Who Can I Delegate Services to?
Delegating services to unlicensed individuals within a practice can be a very gray area and is often misunderstood by health professionals nationwide. The requirements set by the state where you practice determine who is allowed to provide services under the direction of the licensed DC. There are also circumstances that dictate what can and cannot be delegated, such as individual provider agreements. Usually, your state law is the final authority for decisions about delegation, but you should be aware that provider contracts can be more stringent than a state rule. For example, in some states, it is acceptable for Chiropractic Assistants to help supervise exercises in the rehab area but your contract with XYZ Insurance may indicate that if Therapeutic Exercises are to be considered medically necessary, they must be provided and supervised by the DC. It’s imperative that you not only check with your State Board regarding supervision but that you review all third-party agreements to clarify those rules.
Here is an example of what was decided in an Illinois case:
|In 2011, the Illinois legislature added Section 54.2 to the Medical Practice Act regarding physician delegation of authority to licensed and unlicensed personnel in the office. In response to questions submitted by a Blue Cross Blue Shield of Illinois medical director, the Illinois Department of Financial & Professional Regulation (IDFPR) Medical Board counsel recently issued information about the Department’s interpretation of the law: The applicable part of the law states: “(a) [Physicians may delegate] patient care tasks or duties by a physician, to a licensed practical nurse, a registered professional nurse, or other licensed person practicing within the scope of his or her individual licensing Act…No physician may delegate any patient care task or duty that is statutorily or by rule mandated to be performed by a physician. (b) In an office or practice setting and within a physician-patient relationship, a physician may delegate patient care tasks or duties to an unlicensed person who possesses appropriate training and experience provided a health care professional, who is practicing within the scope of such licensed professional’s individual licensing Act, is on site to assist….”[Emphasis added].
This law addresses delegation of duties to licensed persons in paragraph (a) above, as well as to unlicensed persons in paragraph (b).
Based on the language of subsection (a) cited above, the IDFPR has stated the following regarding delegation to a Licensed Massage Therapist (LMT) in the office:
Where the LMT is held out to the public as an LMT (i.e., by name badge, office promotional and advertising materials, website, signage, business cards, and the like), the physician may delegate tasks to the LMT that are within the LMT’s scope of practice.

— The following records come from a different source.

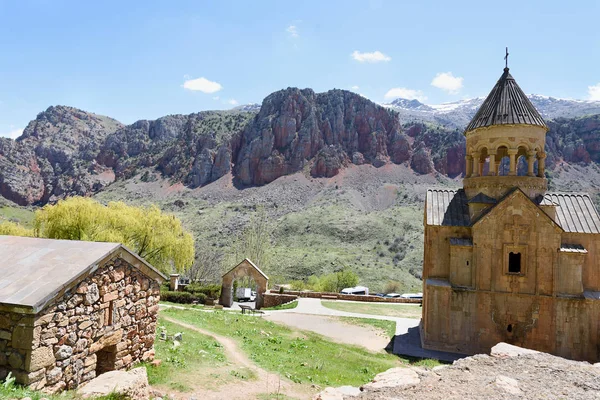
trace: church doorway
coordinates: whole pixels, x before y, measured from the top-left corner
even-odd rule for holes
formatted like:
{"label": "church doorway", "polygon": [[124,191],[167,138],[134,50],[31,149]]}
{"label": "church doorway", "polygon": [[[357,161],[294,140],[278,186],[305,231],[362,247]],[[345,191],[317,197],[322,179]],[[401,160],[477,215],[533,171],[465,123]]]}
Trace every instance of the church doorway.
{"label": "church doorway", "polygon": [[117,346],[107,346],[96,353],[96,376],[115,370]]}
{"label": "church doorway", "polygon": [[[254,281],[254,285],[250,282]],[[236,290],[239,290],[239,284],[249,284],[249,287],[241,286],[241,288],[250,289],[255,287],[256,294],[256,308],[259,309],[264,304],[263,294],[267,291],[269,285],[269,277],[264,274],[252,261],[247,258],[233,267],[230,271],[223,275],[223,283],[221,285],[221,297],[219,298],[219,304],[224,307],[231,307],[234,301],[234,297],[240,297],[238,293],[234,293],[234,282],[238,282]],[[241,291],[240,291],[241,293]],[[243,299],[253,297],[252,293],[247,296],[246,293],[241,294]]]}

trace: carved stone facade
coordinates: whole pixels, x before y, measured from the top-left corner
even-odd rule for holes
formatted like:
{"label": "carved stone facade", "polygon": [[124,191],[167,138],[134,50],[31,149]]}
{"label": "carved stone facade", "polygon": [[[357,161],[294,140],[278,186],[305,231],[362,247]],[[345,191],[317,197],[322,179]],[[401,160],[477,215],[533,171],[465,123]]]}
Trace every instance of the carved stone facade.
{"label": "carved stone facade", "polygon": [[153,359],[162,277],[140,264],[123,248],[38,312],[0,304],[0,379],[54,393]]}
{"label": "carved stone facade", "polygon": [[[488,120],[465,132],[464,189],[428,191],[422,344],[476,354],[508,342],[598,362],[600,216],[586,194],[546,193],[547,128],[539,114],[526,123],[493,122],[535,112],[520,106],[529,102],[520,89],[502,92],[516,87],[511,79],[505,70],[482,105]],[[506,174],[496,156],[510,158]],[[519,156],[527,158],[524,176]]]}

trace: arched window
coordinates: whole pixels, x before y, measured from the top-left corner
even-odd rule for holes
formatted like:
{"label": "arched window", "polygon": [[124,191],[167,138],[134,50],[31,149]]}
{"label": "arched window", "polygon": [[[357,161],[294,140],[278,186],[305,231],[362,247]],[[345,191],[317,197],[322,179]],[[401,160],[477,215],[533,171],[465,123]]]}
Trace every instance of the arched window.
{"label": "arched window", "polygon": [[517,175],[527,176],[527,151],[525,146],[519,146],[517,153]]}
{"label": "arched window", "polygon": [[508,156],[508,147],[500,146],[496,151],[497,170],[496,175],[506,176],[510,171],[510,157]]}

These tasks could include myofascial release, trigger point therapy, or therapeutic massage. In this situation, the delegated tasks must be limited to those within the scope of the LMT’s license.
Based on the language of subsection (b), however, the IDFPR has stated that a physician may delegate “patient care tasks or duties” to an unlicensed person who is appropriately qualified, provided a licensed health care professional (such as the physician) is on site to assist. This type of delegation could include a broader range of tasks than those that may be delegated to a licensed person if the other requirements of the law are met. If the employee is not licensed, there is no qualification in subsection (b) limiting the range of delegated tasks to a particular license scope, other than the scope of the delegating physician.

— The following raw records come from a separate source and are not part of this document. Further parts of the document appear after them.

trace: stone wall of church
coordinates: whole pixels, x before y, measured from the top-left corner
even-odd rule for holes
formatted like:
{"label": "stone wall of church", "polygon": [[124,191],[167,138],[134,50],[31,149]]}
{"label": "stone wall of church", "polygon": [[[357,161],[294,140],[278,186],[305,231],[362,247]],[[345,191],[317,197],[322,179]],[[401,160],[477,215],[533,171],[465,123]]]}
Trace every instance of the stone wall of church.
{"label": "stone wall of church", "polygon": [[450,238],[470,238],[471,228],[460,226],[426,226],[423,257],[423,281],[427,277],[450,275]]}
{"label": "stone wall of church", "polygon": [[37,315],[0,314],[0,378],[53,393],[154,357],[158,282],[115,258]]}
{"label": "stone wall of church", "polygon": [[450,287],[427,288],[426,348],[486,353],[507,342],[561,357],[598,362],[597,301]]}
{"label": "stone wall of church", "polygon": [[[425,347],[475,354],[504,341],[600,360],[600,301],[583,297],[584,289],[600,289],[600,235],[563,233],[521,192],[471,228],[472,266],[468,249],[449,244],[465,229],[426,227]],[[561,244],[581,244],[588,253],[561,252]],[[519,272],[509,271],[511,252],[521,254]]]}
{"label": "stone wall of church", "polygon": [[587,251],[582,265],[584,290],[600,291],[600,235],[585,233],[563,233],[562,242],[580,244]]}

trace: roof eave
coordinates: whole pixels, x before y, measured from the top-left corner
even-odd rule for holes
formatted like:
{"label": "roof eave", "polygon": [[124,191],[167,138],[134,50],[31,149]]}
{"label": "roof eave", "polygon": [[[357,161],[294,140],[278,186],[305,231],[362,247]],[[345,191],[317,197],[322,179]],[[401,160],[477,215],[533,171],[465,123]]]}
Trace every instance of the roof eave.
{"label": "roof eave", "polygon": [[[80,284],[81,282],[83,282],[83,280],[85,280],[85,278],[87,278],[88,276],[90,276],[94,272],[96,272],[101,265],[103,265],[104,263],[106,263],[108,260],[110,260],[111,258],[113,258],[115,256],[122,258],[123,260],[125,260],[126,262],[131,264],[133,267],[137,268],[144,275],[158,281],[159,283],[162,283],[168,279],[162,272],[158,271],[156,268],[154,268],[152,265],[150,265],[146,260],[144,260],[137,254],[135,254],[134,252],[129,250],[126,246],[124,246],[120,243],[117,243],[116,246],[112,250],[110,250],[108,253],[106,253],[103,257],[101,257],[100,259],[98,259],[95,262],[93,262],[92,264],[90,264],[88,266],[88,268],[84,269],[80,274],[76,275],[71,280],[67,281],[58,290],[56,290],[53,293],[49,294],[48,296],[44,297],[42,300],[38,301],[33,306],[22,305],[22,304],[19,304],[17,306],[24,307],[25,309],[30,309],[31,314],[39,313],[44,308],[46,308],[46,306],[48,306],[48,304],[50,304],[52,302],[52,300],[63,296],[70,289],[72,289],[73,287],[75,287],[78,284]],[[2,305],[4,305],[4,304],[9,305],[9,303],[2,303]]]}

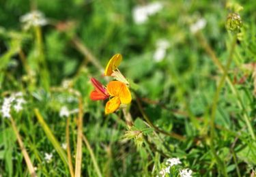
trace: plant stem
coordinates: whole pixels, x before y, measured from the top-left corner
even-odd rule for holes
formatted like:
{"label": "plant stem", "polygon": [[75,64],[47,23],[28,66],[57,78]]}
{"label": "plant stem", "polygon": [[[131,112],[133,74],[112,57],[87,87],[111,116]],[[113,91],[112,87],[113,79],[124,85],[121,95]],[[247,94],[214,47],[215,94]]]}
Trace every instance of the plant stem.
{"label": "plant stem", "polygon": [[215,93],[214,97],[213,99],[213,103],[212,107],[212,114],[211,114],[211,119],[210,119],[210,148],[212,150],[212,152],[216,159],[218,162],[218,165],[219,166],[221,169],[221,173],[225,176],[227,176],[225,166],[223,164],[223,162],[221,161],[220,157],[218,156],[217,152],[214,148],[214,133],[215,133],[215,116],[216,116],[216,112],[217,110],[217,104],[218,101],[219,95],[221,91],[221,88],[225,83],[225,80],[226,79],[226,77],[227,76],[227,72],[229,71],[230,65],[232,61],[232,56],[233,54],[233,52],[235,50],[235,47],[236,44],[236,35],[234,35],[233,42],[231,44],[231,48],[229,53],[229,58],[227,59],[227,63],[225,68],[224,69],[224,73],[221,78],[221,81],[218,85],[217,90]]}
{"label": "plant stem", "polygon": [[36,174],[35,174],[35,172],[34,167],[33,166],[32,162],[31,162],[31,161],[29,158],[29,155],[28,155],[28,153],[26,150],[26,148],[24,147],[23,142],[22,140],[22,138],[21,138],[20,135],[20,133],[18,133],[18,131],[17,127],[16,125],[16,123],[14,122],[14,120],[12,118],[12,117],[11,117],[10,118],[10,120],[11,120],[12,129],[14,131],[15,135],[17,138],[18,145],[20,147],[21,152],[23,155],[25,161],[27,163],[27,166],[29,169],[29,174],[30,174],[31,176],[33,176],[33,177],[37,176]]}
{"label": "plant stem", "polygon": [[95,170],[96,171],[98,176],[102,177],[102,175],[100,172],[100,170],[99,166],[98,165],[97,161],[95,158],[94,151],[92,150],[91,147],[91,146],[90,146],[90,144],[88,142],[88,140],[85,135],[83,135],[83,140],[84,141],[86,146],[88,148],[89,152],[91,158],[92,163],[94,163]]}
{"label": "plant stem", "polygon": [[[199,40],[201,44],[202,45],[203,48],[205,48],[206,52],[208,53],[208,54],[210,55],[210,57],[212,59],[213,62],[218,67],[218,69],[221,70],[221,71],[222,73],[224,73],[225,69],[224,69],[223,65],[219,61],[218,59],[216,57],[216,54],[215,54],[214,50],[209,46],[209,44],[208,44],[205,38],[203,37],[203,35],[201,33],[197,33],[197,36],[199,38]],[[256,140],[255,135],[254,133],[253,127],[252,127],[252,126],[250,123],[249,116],[248,116],[248,113],[246,112],[246,108],[244,107],[244,104],[242,103],[241,97],[239,95],[238,91],[236,89],[236,88],[235,87],[233,83],[232,82],[230,77],[228,75],[227,75],[225,78],[226,78],[226,80],[227,80],[227,82],[229,84],[229,86],[230,89],[231,90],[232,93],[238,98],[238,99],[237,99],[238,106],[239,108],[242,109],[244,112],[244,114],[242,114],[243,118],[244,118],[244,121],[246,124],[246,126],[248,127],[249,133],[251,133],[251,136],[252,137],[253,140]]]}
{"label": "plant stem", "polygon": [[77,142],[76,154],[76,169],[74,176],[81,176],[82,166],[82,138],[83,138],[83,100],[79,97],[79,112],[77,120]]}
{"label": "plant stem", "polygon": [[57,152],[59,154],[59,157],[61,157],[62,161],[64,163],[64,165],[66,165],[66,167],[68,167],[68,161],[67,155],[66,155],[65,152],[63,150],[62,148],[59,145],[59,143],[57,140],[55,136],[53,135],[50,128],[48,127],[47,124],[44,120],[44,118],[42,116],[41,114],[40,113],[38,109],[35,109],[34,112],[35,114],[35,116],[38,118],[38,122],[41,125],[42,129],[44,129],[44,133],[46,135],[48,139],[49,139],[50,142],[52,143]]}
{"label": "plant stem", "polygon": [[67,125],[66,125],[66,142],[67,144],[67,154],[68,161],[68,167],[70,169],[70,173],[71,177],[74,177],[74,170],[73,165],[72,163],[71,152],[70,152],[70,117],[67,118]]}
{"label": "plant stem", "polygon": [[147,116],[147,114],[145,114],[145,112],[144,112],[143,108],[142,108],[142,106],[141,106],[141,101],[139,101],[139,99],[138,97],[138,96],[135,94],[136,95],[136,101],[138,104],[138,106],[139,106],[139,109],[142,114],[142,116],[143,116],[144,119],[146,120],[146,122],[152,127],[154,128],[156,131],[159,132],[159,133],[161,133],[162,134],[165,134],[166,135],[169,135],[171,138],[174,138],[177,140],[179,140],[180,141],[184,141],[186,140],[186,138],[182,136],[182,135],[180,135],[179,134],[177,134],[175,133],[173,133],[173,132],[167,132],[167,131],[165,131],[164,130],[162,130],[160,129],[159,129],[158,127],[156,127],[156,125],[154,125],[153,124],[153,123],[150,120],[150,118],[148,118],[148,116]]}
{"label": "plant stem", "polygon": [[35,27],[37,54],[38,54],[38,67],[40,69],[40,81],[42,86],[48,91],[50,88],[50,77],[47,69],[46,62],[45,61],[44,48],[42,44],[42,30],[40,27]]}

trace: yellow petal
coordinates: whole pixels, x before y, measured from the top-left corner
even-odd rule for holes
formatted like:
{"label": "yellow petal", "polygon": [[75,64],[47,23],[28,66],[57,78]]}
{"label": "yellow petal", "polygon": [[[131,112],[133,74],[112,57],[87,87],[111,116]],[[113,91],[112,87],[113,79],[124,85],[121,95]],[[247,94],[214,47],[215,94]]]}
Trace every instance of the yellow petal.
{"label": "yellow petal", "polygon": [[121,101],[118,97],[115,97],[110,99],[106,103],[105,107],[105,114],[109,114],[110,113],[114,112],[118,109],[120,106]]}
{"label": "yellow petal", "polygon": [[112,97],[118,96],[123,86],[123,84],[124,84],[121,82],[120,81],[111,81],[106,85],[106,91]]}
{"label": "yellow petal", "polygon": [[119,93],[119,97],[122,104],[130,104],[132,101],[132,95],[129,88],[124,84]]}
{"label": "yellow petal", "polygon": [[120,81],[110,82],[106,86],[106,90],[110,95],[119,97],[122,104],[128,104],[132,101],[129,88]]}
{"label": "yellow petal", "polygon": [[111,76],[113,73],[113,70],[117,69],[117,67],[120,65],[122,59],[123,57],[121,54],[116,54],[113,56],[105,68],[105,76]]}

This language may leave some chiropractic physicians with an ironic result: they may be more limited in the tasks they may delegate to an identified LMT employee than to an unlicensed (albeit qualified) assistant. To address this issue in instances where an LMT is employed, the IDFPR has said that the D.C. may delegate patient care tasks and duties to persons holding a massage therapy license as if they were unlicensed, including tasks beyond the scope of the LMT license, if the LMTs are not in any way held out to the public as being LMTs. In this situation, the LMT would be acting in the capacity of an unlicensed, qualified assistant and would not have to limit his or her tasks and duties to the scope of the LMT license. For example, in addition to massage, you may wish to delegate ultrasound therapy to your LMT employee, a procedure not considered in the scope of LMT practice. You may do so only if he or she is not in any way represented as an LMT, including by verbal communication with the patient, wearing a badge indicating LMT status, or advertised as an LMT on any of the practice’s promotional materials, including its website.

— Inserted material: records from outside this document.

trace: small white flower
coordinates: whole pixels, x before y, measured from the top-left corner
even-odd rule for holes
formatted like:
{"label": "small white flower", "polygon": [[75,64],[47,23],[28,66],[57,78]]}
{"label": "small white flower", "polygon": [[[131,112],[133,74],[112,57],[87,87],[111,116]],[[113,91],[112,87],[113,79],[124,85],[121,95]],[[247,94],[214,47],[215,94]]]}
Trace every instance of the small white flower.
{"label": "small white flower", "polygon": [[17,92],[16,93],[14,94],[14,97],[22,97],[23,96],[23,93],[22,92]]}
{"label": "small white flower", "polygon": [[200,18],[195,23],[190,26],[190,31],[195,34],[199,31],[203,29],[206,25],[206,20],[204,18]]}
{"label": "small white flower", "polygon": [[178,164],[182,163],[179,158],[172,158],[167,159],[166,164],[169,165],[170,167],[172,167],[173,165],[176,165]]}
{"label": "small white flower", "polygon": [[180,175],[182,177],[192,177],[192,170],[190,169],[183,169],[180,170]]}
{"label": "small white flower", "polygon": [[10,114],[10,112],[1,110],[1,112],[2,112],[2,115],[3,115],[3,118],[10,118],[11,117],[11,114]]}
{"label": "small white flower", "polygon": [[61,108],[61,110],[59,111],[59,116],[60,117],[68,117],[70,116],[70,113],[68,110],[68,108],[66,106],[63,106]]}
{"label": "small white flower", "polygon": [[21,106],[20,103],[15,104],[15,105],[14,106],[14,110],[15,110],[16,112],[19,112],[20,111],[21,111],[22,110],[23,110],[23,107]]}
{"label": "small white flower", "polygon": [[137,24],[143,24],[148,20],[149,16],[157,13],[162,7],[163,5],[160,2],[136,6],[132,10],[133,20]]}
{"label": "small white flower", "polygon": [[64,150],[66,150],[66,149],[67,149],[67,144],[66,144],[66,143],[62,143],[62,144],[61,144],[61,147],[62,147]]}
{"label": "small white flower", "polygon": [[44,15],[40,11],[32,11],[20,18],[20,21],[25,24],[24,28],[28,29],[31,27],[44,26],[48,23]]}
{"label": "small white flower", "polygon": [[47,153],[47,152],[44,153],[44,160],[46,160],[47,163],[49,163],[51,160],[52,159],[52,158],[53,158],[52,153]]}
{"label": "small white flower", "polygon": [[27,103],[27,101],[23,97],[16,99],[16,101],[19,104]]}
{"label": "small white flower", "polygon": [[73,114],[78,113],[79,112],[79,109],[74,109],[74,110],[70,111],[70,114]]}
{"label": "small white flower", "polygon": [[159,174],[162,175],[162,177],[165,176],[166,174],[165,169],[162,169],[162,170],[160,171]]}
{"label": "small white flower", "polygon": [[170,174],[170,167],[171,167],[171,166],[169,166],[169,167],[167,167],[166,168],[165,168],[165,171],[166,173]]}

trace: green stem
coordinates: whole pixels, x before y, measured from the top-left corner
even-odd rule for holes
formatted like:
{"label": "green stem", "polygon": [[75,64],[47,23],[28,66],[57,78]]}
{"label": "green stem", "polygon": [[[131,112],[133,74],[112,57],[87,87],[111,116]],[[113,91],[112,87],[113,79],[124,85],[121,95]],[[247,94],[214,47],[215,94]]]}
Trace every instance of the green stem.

Therefore, the IDFPR’s interpretation means if you employ LMTs in your office, it is important that you consider what tasks you need them to perform. If they are limited to activities that are within the scope of an LMT, you may promote them as such, and they may use their LMT designation on their name badges. However, if you need your LMT to be able to perform duties that go beyond the scope of the LMT license, you may still be able to delegate those duties IF you remove all advertising and indicators of the LMT status, and represent them as if they are unlicensed assistants.
As clarified in Illinois, there could be very specific rules that apply to ancillary personnel providing services to patients. Don’t assume that you know the rules—not those of your state or those of the carriers you are billing on behalf of your patients. If you delegate to ancillary personnel, be sure you know the parameters; write policy for your compliance program about how to abide within those parameters. Only then can you feel safe and secure in the knowledge that you are working within the rules.